Before declaring the results at the end of the collation exercise, the state Returning Officer, Prof Teddy Adias, while citing Section 47 paragraph B of the Electoral Act, said: “If the Collation Officer of an Area returns 0 forms, it means the INEC will enter 0 for the whole LGA and will proceed with the declaration of result.”
He said there was no result from Abua/Odual and Gokana, which means there was no election in the areas.
Continuing, Prof Adias said: “Today marks the end of an era that commenced on March 9, 2019. Election was conducted in 21 LGAs out of the 23 LGAs of the state. Registered voters – 3,048,741, accredited voters – 1,130,445, total valid vote – 1,102,823 and total vote cast – 1,123,840.”
He said registered voters where election could not hold were 249,324.
Immediately after the declaration of the result at the INEC office on Aba Road, Port Harcourt, the state agent for PDP, Austin Apara, who was a former deputy Speaker of the House of Representatives, described the collation process, as transparent. He commended INEC and other party agents for the peaceful exhibition during the process.
On his part, agent for AAC, Nenye Kocha, noted that the collation process was transparent. He said his party would study the result and take necessary action later.
He noted that Dr. Lawrence Chuku, who was struggling to take over his position as the AAC agent for the election, was a member of the APC and had not formally defected to his party.
He said: “My party nominated me, as the Secretary of AAC in Rivers to act as agent for the governorship election.”
Meanwhile, Governor Wike has expressed gratitude to the people of the state for standing by the PDP despite what he described as illegal actions of the enemies of democracy.
He said: “I want to thank the people of Rivers State for showing the kind of love we have never seen before. I thank them for showing the kind of support we have never seen before. I also thank PDP members for their show of courage, despite alleged intimidation by security operatives, who illegally wanted to change the will of Rivers people.

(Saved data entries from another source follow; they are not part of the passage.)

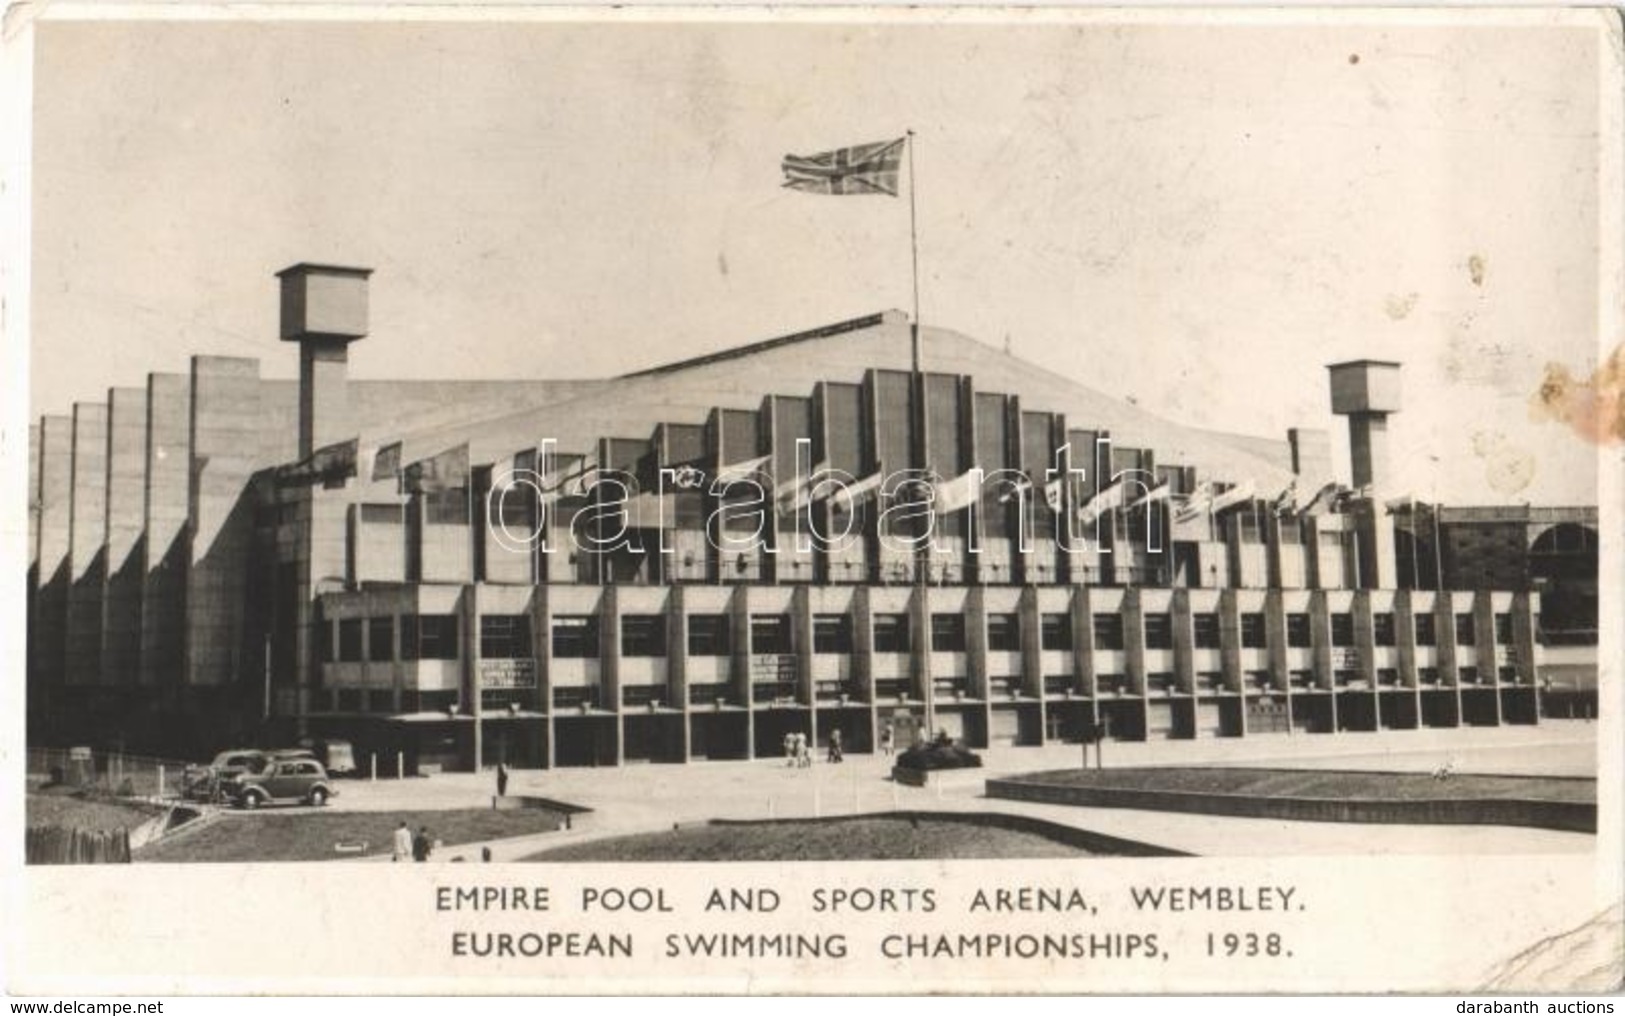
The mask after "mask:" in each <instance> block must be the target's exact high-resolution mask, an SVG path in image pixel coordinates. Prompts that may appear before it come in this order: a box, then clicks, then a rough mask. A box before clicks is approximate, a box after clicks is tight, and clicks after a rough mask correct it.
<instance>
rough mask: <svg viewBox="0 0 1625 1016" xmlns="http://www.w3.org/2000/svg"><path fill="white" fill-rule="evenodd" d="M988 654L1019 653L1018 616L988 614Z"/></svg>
mask: <svg viewBox="0 0 1625 1016" xmlns="http://www.w3.org/2000/svg"><path fill="white" fill-rule="evenodd" d="M988 652H1020V616H1017V614H988Z"/></svg>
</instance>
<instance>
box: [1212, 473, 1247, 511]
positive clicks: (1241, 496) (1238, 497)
mask: <svg viewBox="0 0 1625 1016" xmlns="http://www.w3.org/2000/svg"><path fill="white" fill-rule="evenodd" d="M1256 497H1258V484H1256V483H1253V481H1251V480H1243V481H1241V483H1238V484H1235V486H1233V488H1230V489H1228V491H1224V493H1222V494H1214V501H1212V504H1211V506H1207V510H1209V512H1214V514H1217V512H1222V510H1225V509H1227V507H1235V506H1238V504H1246V502H1248V501H1253V499H1256Z"/></svg>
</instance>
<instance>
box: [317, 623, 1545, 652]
mask: <svg viewBox="0 0 1625 1016" xmlns="http://www.w3.org/2000/svg"><path fill="white" fill-rule="evenodd" d="M1142 621H1144V637H1146V649H1173V614H1168V613H1147V614H1144V619H1142ZM1285 621H1287V623H1285V636H1287V645H1289V647H1292V649H1308V647H1310V645H1313V637H1311V629H1310V614H1305V613H1290V614H1287V618H1285ZM364 626H366V644H362V627H364ZM871 626H873V647H874V652H879V653H905V652H910V649H912V645H913V640H912V637H910V631H908V614H874V616H873V624H871ZM1092 627H1094V639H1095V647H1097V649H1102V650H1121V649H1123V647H1124V632H1123V616H1121V614H1094V618H1092ZM1414 627H1415V640H1417V645H1435V644H1436V640H1438V631H1436V624H1435V619H1433V616H1432V614H1417V616H1415V618H1414ZM1191 629H1193V642H1194V645H1196V649H1219V647H1220V645H1222V636H1220V621H1219V614H1215V613H1198V614H1193V616H1191ZM1371 634H1373V640H1375V644H1376V645H1394V644H1396V631H1394V616H1393V614H1375V616H1373V618H1371ZM1240 640H1241V649H1264V647H1266V645H1267V644H1269V639H1267V629H1266V624H1264V614H1261V613H1245V614H1241V626H1240ZM1511 640H1513V618H1511V614H1495V642H1497V644H1501V645H1506V644H1511ZM1474 642H1475V631H1474V616H1472V614H1471V613H1461V614H1456V644H1458V645H1472V644H1474ZM1038 644H1040V649H1045V650H1071V649H1072V623H1071V616H1069V614H1042V616H1040V623H1038ZM1331 644H1332V645H1334V647H1354V645H1355V637H1354V614H1332V616H1331ZM600 645H601V640H600V621H598V618H596V616H595V614H564V616H556V618H554V619H552V655H554V657H556V658H564V660H569V658H588V660H591V658H598V655H600ZM666 647H668V640H666V616H665V614H626V616H622V618H621V655H622V657H665V655H666ZM1020 647H1022V637H1020V616H1019V614H988V650H990V652H1020ZM322 649H323V662H333V660H336V662H340V663H359V662H362V660H372V662H392V660H395V658H397V642H395V618H367V619H361V618H346V619H341V621H338V624H336V645H335V642H333V640H332V639H328V640H323V647H322ZM851 649H853V629H851V618H850V616H848V614H816V616H814V618H812V652H814V653H832V655H848V653H851ZM965 649H967V639H965V616H964V614H957V613H955V614H931V652H965ZM731 652H733V634H731V618H730V616H728V614H691V616H689V618H687V655H691V657H726V655H730V653H731ZM749 652H752V653H759V655H790V653H793V652H795V637H793V626H791V619H790V616H788V614H756V616H752V618H751V632H749ZM398 653H400V655H398V658H401V660H457V658H458V657H460V652H458V616H457V614H401V618H400V647H398ZM479 655H481V657H484V658H487V660H525V658H530V655H531V631H530V616H528V614H486V616H483V618H479Z"/></svg>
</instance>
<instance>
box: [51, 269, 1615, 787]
mask: <svg viewBox="0 0 1625 1016" xmlns="http://www.w3.org/2000/svg"><path fill="white" fill-rule="evenodd" d="M278 278H280V288H281V289H280V296H281V335H283V338H284V340H288V343H289V345H291V350H289V354H293V351H294V350H297V356H299V364H301V371H299V380H297V382H293V380H273V379H262V377H260V367H258V361H255V359H237V358H218V356H193V358H192V363H190V371H189V372H185V374H163V372H158V374H150V376H148V379H146V384H145V387H130V389H122V387H120V389H112V390H111V392H109V393H107V398H106V402H101V403H78V405H75V406H73V408H72V415H60V416H58V415H47V416H44V418H42V419H41V421H39V426H37V428H34V429H32V432H31V458H29V467H31V473H29V484H31V488H29V489H31V499H32V504H31V509H32V510H31V514H29V519H31V533H29V536H31V538H29V549H31V561H29V642H28V706H29V740H31V743H41V745H68V743H101V745H111V743H119V745H122V746H125V748H130V749H145V751H150V753H153V754H166V756H174V754H195V753H203V751H211V749H218V748H226V746H232V745H236V743H263V745H273V743H283V741H291V740H294V738H297V736H330V738H346V740H351V741H354V743H356V746H358V749H361V751H362V753H369V751H374V753H388V754H393V753H397V751H400V753H403V756H405V758H406V759H408V762H410V764H411V766H416V767H419V769H429V767H447V769H468V767H473V766H476V764H494V762H496V761H499V759H505V761H507V762H509V764H512V766H538V767H539V766H614V764H622V762H632V761H658V762H682V761H691V759H707V758H710V759H720V758H726V759H746V758H759V756H770V754H780V753H782V741H783V736H785V733H786V732H804V733H808V735H811V736H812V738H814V740H816V741H822V740H825V738H827V736H829V733H830V732H834V730H840V733H842V738H843V741H845V746H847V749H848V751H869V749H873V748H874V746H876V745H877V741H879V736H881V732H882V730H890V732H894V736H897V738H900V740H908V738H912V736H913V735H915V732H921V733H934V732H946V733H947V735H951V736H954V738H960V740H964V741H965V743H967V745H970V746H990V745H1043V743H1053V741H1077V740H1081V738H1085V736H1090V735H1092V733H1095V732H1105V735H1107V736H1111V738H1128V740H1146V738H1214V736H1248V738H1254V736H1276V735H1284V733H1287V732H1302V733H1326V735H1332V733H1337V732H1358V730H1381V728H1420V727H1462V725H1497V723H1537V722H1539V720H1540V719H1542V717H1544V715H1552V714H1553V710H1557V712H1558V714H1562V715H1570V714H1571V712H1573V710H1576V709H1579V710H1586V709H1592V707H1594V706H1592V704H1594V696H1596V634H1597V632H1596V627H1597V621H1596V597H1597V528H1596V527H1597V510H1596V507H1526V506H1498V507H1453V506H1438V504H1419V502H1412V501H1394V491H1386V489H1384V481H1386V463H1388V450H1386V426H1388V418H1389V416H1391V415H1393V413H1397V411H1402V397H1401V387H1399V382H1401V374H1402V369H1401V366H1399V364H1391V363H1380V361H1352V363H1342V364H1332V366H1331V367H1329V382H1331V408H1332V413H1336V415H1339V416H1344V418H1345V419H1347V436H1349V452H1350V455H1349V458H1350V463H1352V476H1349V478H1347V483H1342V484H1339V483H1337V480H1339V478H1337V476H1334V470H1332V455H1331V431H1329V429H1293V431H1289V432H1287V434H1284V436H1282V437H1280V439H1279V441H1277V439H1264V437H1243V436H1235V434H1222V432H1212V431H1201V429H1193V428H1188V426H1181V424H1178V423H1173V421H1168V419H1163V418H1159V416H1155V415H1152V413H1149V411H1144V410H1142V408H1139V406H1136V405H1131V403H1128V402H1121V400H1116V398H1111V397H1108V395H1103V393H1100V392H1095V390H1090V389H1087V387H1082V385H1079V384H1074V382H1071V380H1068V379H1063V377H1059V376H1056V374H1051V372H1048V371H1045V369H1042V367H1038V366H1033V364H1029V363H1024V361H1020V359H1017V358H1012V356H1009V354H1006V353H1003V351H998V350H993V348H990V346H985V345H981V343H978V341H975V340H972V338H967V336H962V335H957V333H954V332H947V330H939V328H923V330H921V333H920V340H921V346H923V351H925V356H923V363H925V364H926V371H925V372H923V374H918V376H916V374H915V372H913V371H912V369H910V322H908V320H907V317H905V315H902V314H899V312H882V314H874V315H869V317H860V319H853V320H845V322H837V323H830V325H825V327H821V328H814V330H808V332H799V333H795V335H785V336H780V338H772V340H765V341H759V343H754V345H746V346H738V348H728V350H720V351H717V353H712V354H708V356H702V358H695V359H687V361H681V363H671V364H663V366H655V367H648V369H643V371H639V372H635V374H627V376H622V377H613V379H601V380H492V382H461V380H457V382H450V380H448V382H387V380H359V379H351V377H348V348H349V343H353V341H362V340H364V338H366V335H367V328H369V325H367V288H369V284H372V280H371V273H369V271H367V270H364V268H349V267H333V265H310V263H301V265H294V267H291V268H286V270H284V271H281V273H278ZM268 299H270V293H268ZM1303 384H1323V382H1321V379H1310V377H1305V379H1303ZM905 468H915V470H920V473H916V475H926V473H928V475H933V476H934V478H936V481H934V483H925V484H921V483H915V481H908V480H905V481H902V483H895V484H894V483H892V481H890V480H889V476H892V475H895V473H899V471H900V470H905ZM977 470H980V473H975V471H977ZM822 475H832V476H838V478H843V483H834V481H830V483H822V484H821V483H809V480H816V478H819V476H822ZM513 476H533V478H535V483H533V484H528V486H513V483H512V478H513ZM970 476H978V478H981V483H967V478H970ZM663 478H665V480H666V481H671V480H673V478H679V480H681V481H679V483H663ZM988 478H993V480H988ZM492 493H496V496H494V494H492ZM650 493H653V494H650ZM1384 494H1386V499H1384ZM921 497H934V504H936V509H934V510H933V512H931V514H929V515H928V519H929V522H931V532H929V540H928V541H925V546H923V548H920V546H913V545H910V543H908V541H907V536H910V535H913V536H918V535H920V525H921V519H926V515H920V514H910V512H908V510H899V507H902V509H908V507H910V506H915V507H918V504H921ZM887 512H890V514H887ZM832 533H845V535H847V538H843V540H830V538H829V536H830V535H832ZM512 535H526V536H528V535H536V536H538V538H535V540H530V538H518V540H517V538H510V536H512Z"/></svg>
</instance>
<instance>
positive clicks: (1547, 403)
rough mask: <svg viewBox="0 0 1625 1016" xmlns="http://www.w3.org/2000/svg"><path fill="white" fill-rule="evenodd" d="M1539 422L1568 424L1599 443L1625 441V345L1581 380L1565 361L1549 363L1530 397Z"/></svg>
mask: <svg viewBox="0 0 1625 1016" xmlns="http://www.w3.org/2000/svg"><path fill="white" fill-rule="evenodd" d="M1529 416H1531V418H1532V419H1536V421H1557V423H1566V424H1568V426H1570V429H1573V431H1575V434H1579V437H1583V439H1584V441H1589V442H1591V444H1596V445H1612V444H1618V442H1622V441H1625V345H1620V346H1615V348H1614V353H1612V354H1610V356H1609V358H1607V359H1605V361H1602V364H1601V366H1599V367H1597V369H1596V371H1594V372H1592V374H1591V377H1588V379H1584V380H1581V379H1576V377H1575V374H1573V372H1571V371H1570V369H1568V367H1566V366H1563V364H1553V363H1549V364H1547V366H1545V377H1544V379H1542V380H1540V387H1539V389H1537V390H1536V393H1534V395H1531V397H1529Z"/></svg>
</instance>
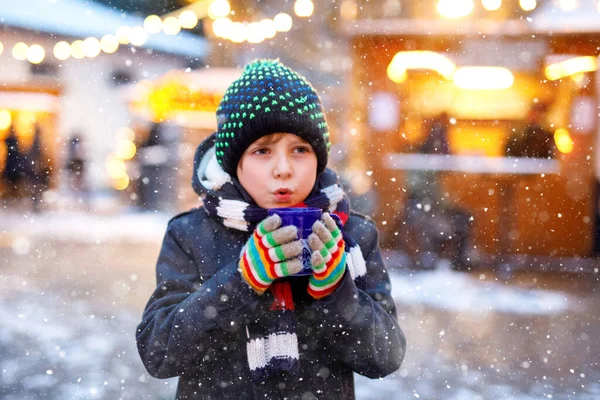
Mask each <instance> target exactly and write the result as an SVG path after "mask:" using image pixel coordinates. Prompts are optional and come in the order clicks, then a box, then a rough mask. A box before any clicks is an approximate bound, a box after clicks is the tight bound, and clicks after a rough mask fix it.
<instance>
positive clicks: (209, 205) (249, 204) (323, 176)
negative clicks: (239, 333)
mask: <svg viewBox="0 0 600 400" xmlns="http://www.w3.org/2000/svg"><path fill="white" fill-rule="evenodd" d="M195 169H196V173H195V176H194V178H193V182H192V183H193V185H194V189H196V192H198V193H201V194H202V199H203V202H204V209H205V211H206V212H207V214H208V215H209V216H211V217H213V218H217V219H219V220H220V221H221V223H223V225H225V226H227V227H229V228H232V229H237V230H240V231H244V232H252V231H254V228H255V227H256V226H257V224H258V223H259V222H261V221H262V220H264V219H265V218H267V216H268V210H266V209H264V208H261V207H259V206H257V205H256V204H254V203H253V202H252V201H251V199H250V198H249V196H248V195H247V193H246V192H245V190H244V189H243V188H242V187H241V185H240V184H239V183H238V182H237V181H236V180H233V179H232V178H231V177H230V176H229V175H228V174H227V173H225V172H224V171H223V170H222V168H221V167H220V165H219V164H218V163H217V161H216V157H214V148H211V149H209V150H208V151H207V152H206V153H205V154H203V155H199V154H198V153H197V154H196V160H195ZM296 207H314V208H320V209H321V210H323V211H324V212H330V213H332V215H334V216H337V218H336V217H334V219H335V220H336V223H337V224H338V226H339V227H340V230H341V231H342V235H343V239H344V242H345V251H346V267H347V269H348V272H349V273H350V275H351V277H352V278H353V279H354V282H355V283H356V285H357V287H358V288H359V289H364V287H365V283H364V279H365V275H366V273H367V269H366V264H365V260H364V258H363V255H362V252H361V250H360V247H359V246H358V244H357V243H356V241H354V240H353V239H352V238H351V237H350V236H348V235H347V234H346V233H345V232H344V229H343V226H344V225H345V224H346V222H347V221H348V217H349V215H350V202H349V201H348V198H347V197H346V195H345V194H344V191H343V189H342V187H341V186H340V185H339V184H338V177H337V174H336V173H335V172H334V171H333V170H331V169H326V170H325V171H324V172H323V173H321V174H320V175H319V177H318V179H317V182H316V185H315V189H314V190H313V192H312V194H311V195H309V197H308V198H307V199H306V200H305V201H304V202H303V203H300V204H298V205H296ZM289 279H299V278H294V277H292V278H288V279H282V280H278V281H275V282H274V283H273V284H272V285H271V286H270V291H271V293H272V294H273V297H274V300H273V302H272V304H271V306H270V311H269V312H268V313H267V315H265V316H264V317H262V318H261V319H260V320H259V321H256V322H254V323H252V324H250V325H247V326H246V334H247V343H246V349H247V356H248V364H249V367H250V374H251V377H252V380H253V381H254V382H255V383H260V382H263V381H264V380H265V379H267V378H268V377H270V376H275V375H279V374H295V373H296V372H297V371H298V369H299V350H298V337H297V335H296V325H297V321H296V313H295V311H294V301H293V298H292V289H291V284H290V282H289Z"/></svg>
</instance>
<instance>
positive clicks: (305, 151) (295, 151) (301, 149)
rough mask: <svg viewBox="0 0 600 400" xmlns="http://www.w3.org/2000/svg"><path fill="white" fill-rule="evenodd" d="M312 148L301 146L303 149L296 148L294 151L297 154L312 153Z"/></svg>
mask: <svg viewBox="0 0 600 400" xmlns="http://www.w3.org/2000/svg"><path fill="white" fill-rule="evenodd" d="M310 150H311V149H310V148H308V147H306V146H301V147H296V148H295V149H294V151H295V152H297V153H310Z"/></svg>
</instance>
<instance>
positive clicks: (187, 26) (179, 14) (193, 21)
mask: <svg viewBox="0 0 600 400" xmlns="http://www.w3.org/2000/svg"><path fill="white" fill-rule="evenodd" d="M179 24H180V25H181V27H182V28H184V29H194V28H195V27H196V25H198V16H197V15H196V13H195V12H193V11H192V10H185V11H184V12H182V13H181V14H179Z"/></svg>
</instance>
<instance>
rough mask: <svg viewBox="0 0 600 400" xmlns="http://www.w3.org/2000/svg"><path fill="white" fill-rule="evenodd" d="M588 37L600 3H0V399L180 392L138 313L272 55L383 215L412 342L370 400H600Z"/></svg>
mask: <svg viewBox="0 0 600 400" xmlns="http://www.w3.org/2000/svg"><path fill="white" fill-rule="evenodd" d="M598 43H600V2H599V1H598V0H537V1H536V0H421V1H408V0H285V1H282V0H278V1H274V0H262V1H245V0H229V1H228V0H199V1H193V0H156V1H142V0H94V1H91V0H28V1H26V2H25V1H21V2H17V1H8V0H0V178H1V179H0V270H1V273H0V311H1V313H2V315H3V316H4V318H2V320H1V321H0V339H1V340H0V367H1V368H0V370H1V375H0V383H1V385H0V397H1V398H3V399H29V398H48V399H88V398H91V399H169V398H173V397H174V393H175V385H176V381H175V380H172V379H170V380H163V381H161V380H157V379H154V378H151V377H150V376H148V375H147V373H146V372H145V370H144V368H143V366H142V364H141V362H140V360H139V358H138V356H137V351H136V349H135V339H134V333H135V327H136V325H137V323H138V322H139V320H140V318H141V313H142V310H143V308H144V305H145V302H146V301H147V299H148V297H149V295H150V294H151V292H152V291H153V289H154V285H155V277H154V266H155V265H154V264H155V262H156V258H157V256H158V251H159V248H160V244H161V240H162V236H163V234H164V231H165V228H166V224H167V222H168V220H169V218H171V217H172V216H174V215H176V214H177V213H178V212H181V211H185V210H187V209H190V208H192V207H198V206H200V205H201V200H200V199H199V198H198V197H197V195H195V193H194V192H193V190H192V189H191V185H190V179H191V174H192V161H193V160H192V158H193V154H194V150H195V148H196V146H197V145H198V144H199V143H200V142H201V141H202V140H203V139H204V138H205V137H207V136H208V135H210V134H211V133H212V132H213V131H214V130H215V129H216V118H215V111H216V108H217V106H218V104H219V101H220V99H221V97H222V96H223V94H224V92H225V90H226V88H227V87H228V85H229V84H230V83H231V82H232V81H233V80H234V79H236V78H237V77H238V76H239V74H240V72H241V68H242V67H243V65H244V64H245V63H247V62H249V61H252V60H254V59H256V58H266V57H268V58H279V59H280V60H281V61H282V62H283V63H285V64H286V65H289V66H290V67H292V68H294V69H296V70H297V71H298V72H300V73H301V74H303V75H304V76H306V77H307V79H308V80H309V81H310V82H311V83H312V84H313V86H315V88H316V89H317V90H318V92H319V93H320V95H321V97H322V100H323V103H324V106H325V109H326V112H327V118H328V123H329V126H330V131H331V138H332V150H331V157H330V166H331V167H333V168H335V169H336V170H337V171H338V172H339V174H340V176H341V178H342V180H343V183H344V185H345V188H346V191H347V193H348V195H349V196H350V198H351V201H352V204H353V207H354V208H355V209H356V210H357V211H359V212H361V213H364V214H367V215H369V216H371V217H372V218H373V219H374V220H375V221H376V222H377V223H378V226H379V228H380V232H381V237H380V240H381V245H382V250H383V252H384V255H385V258H386V261H387V265H388V267H389V272H390V275H391V279H392V291H393V295H394V298H395V301H396V303H397V308H398V317H399V320H400V325H401V326H402V327H403V329H404V330H405V331H406V334H407V338H408V349H407V355H406V360H405V362H404V364H403V366H402V367H401V369H400V370H399V371H397V372H396V373H395V374H393V375H391V376H389V377H387V378H385V379H383V380H375V381H371V380H369V379H366V378H363V377H359V376H356V387H357V397H358V398H359V399H384V398H385V399H390V398H393V399H414V398H424V399H508V398H510V399H527V400H529V399H597V398H600V369H599V368H598V363H599V362H600V339H599V337H600V321H599V317H600V312H599V311H598V307H597V306H596V305H597V304H598V301H600V296H599V295H598V268H599V266H600V262H599V260H598V254H599V253H600V199H599V190H598V189H599V188H600V157H599V155H600V153H599V151H600V150H599V149H600V147H599V146H598V137H599V119H598V116H599V112H598V110H599V106H600V96H599V90H600V83H599V82H600V79H598V72H597V70H598V55H599V54H600V47H599V45H598Z"/></svg>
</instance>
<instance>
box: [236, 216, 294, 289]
mask: <svg viewBox="0 0 600 400" xmlns="http://www.w3.org/2000/svg"><path fill="white" fill-rule="evenodd" d="M280 225H281V218H280V217H279V216H278V215H272V216H270V217H268V218H266V219H264V220H263V221H262V222H261V223H260V224H258V226H257V227H256V229H255V230H254V234H253V235H252V236H250V239H248V242H247V243H246V248H245V251H244V254H243V255H242V257H241V258H240V263H239V270H240V272H241V274H242V277H243V278H244V280H245V281H246V282H247V283H248V284H249V285H250V286H251V287H252V288H253V289H254V290H255V291H256V292H257V293H258V294H263V293H264V292H265V290H267V288H268V287H269V286H270V285H271V283H273V281H274V280H275V279H277V278H283V277H285V276H290V275H294V274H296V273H298V272H300V270H302V262H301V261H300V260H299V259H298V256H299V255H300V253H301V252H302V242H301V241H300V240H298V228H296V227H295V226H291V225H290V226H284V227H283V228H279V226H280Z"/></svg>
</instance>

“Those who died, died not because they were criminals, but because they wanted to defend their votes. We dedicate this victory to God and to those who were killed.
“They protected our votes and they defended us. We pray God to grant their families the strength to bear the losses. We shall continue to support the families.”
Awara, in his own comment, however, said his party would reclaim the “stolen mandate.”
He alleged gross irregularities in the resumed collation of the governorship election result.
Awara alleged that INEC connived with Wike to rig him out of winning the election.
The AAC candidate, who spoke after the announcement of the result, alleged that Lawrence Chuku, his party agent, was denied access to the collation centre.
Awara said: “Nenye Kocha is not the collation agent of AAC in INEC office, Port Harcourt. Dr. Chuku is the duly nominated collation agent of AAC but he was prevented by security personnel at the gate of INEC’s office in Port Harcourt from moving to the collation centre.
“I have the unit by unit results of the March 9, 2019 elections in Rivers State. When they observed that I was leading and they saw the danger coming, they quickly moved on March 10 to save Wike, by suspending the collation of the results, which they resumed on April 1. As at the time the collation was suspended, I had 281,000 votes, as against Wike’s 79,000 votes. So, they (INEC officials) quickly came to his rescue.
“We have written a petition on the electoral fraud in Rivers State to the INEC chairman, stating the actual results, but Professor Yakubu will not take action.”
However, he urged his supporters to remain calm stating that the result would be challenged and he would “reclaim the stolen mandate.”
Apart from winning the governorship, PDP also cleared all the senatorial, House of Representatives and House of Assembly seats in the state, except Oyibo Local Government, where a female candidate of the Social Democratic Party, SDP, won the state Assembly seat.